The index for this scenario is the below based on what I’ve learned toward avoiding full scans. All my indexes are built like this in hopes that I’m doing what’s most performant and cost efficient.
{
name: "search_recipes", // <= I know this should have a better name 😊
unique: false,
serialized: true,
source: "Recipe",
values: [
{
field: ["data", "title"]
},
{
field: ["data", "chefId"]
},
{
field: ["data", "cuisines"]
},
{
field: ["data", "tags"]
},
{
field: ["ref"]
}
]
}
Now I’m laughing because I imagine that you’re sharpening the pins for a voodoo doll at this point, but I gotta ask this…
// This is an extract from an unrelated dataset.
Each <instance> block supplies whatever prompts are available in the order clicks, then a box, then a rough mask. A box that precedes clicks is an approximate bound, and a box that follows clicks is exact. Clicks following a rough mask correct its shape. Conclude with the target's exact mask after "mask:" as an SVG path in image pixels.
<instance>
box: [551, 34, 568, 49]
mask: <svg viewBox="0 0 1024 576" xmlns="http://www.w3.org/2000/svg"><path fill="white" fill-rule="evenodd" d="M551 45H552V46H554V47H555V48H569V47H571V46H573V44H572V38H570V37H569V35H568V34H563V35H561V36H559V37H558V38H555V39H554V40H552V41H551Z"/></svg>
I’ve managed to “fix” all my queries so that I’ve got pagination in the right spot, based on your helpful advice; however, the query that I run on the above index is a bit more tricky:
Your “more tricky” query continues to use the “table scan” strategy, which is necessary when you need to perform more than simple equivalence matching. But you could use an index to handle all of the direct equivalence matching, and then apply Filter for all of the “contains” matches. By doing that, you’re using indexes to reduce the number of index entries to consider. That would make your query more performant and cost less to execute.
The “contains” matches might be better modelled as many-to-many relations by using a “join” collection that identifies which chefs belong to which chef networks, and then you could use indexes to find those matches too. The same would apply to the cuisines.
For your query involving Distinct, it would be better if the Distinct call was inside the Paginate call, since you’d potentially be removing dupes only in a single page, rather than duplicates throughout the resulting set.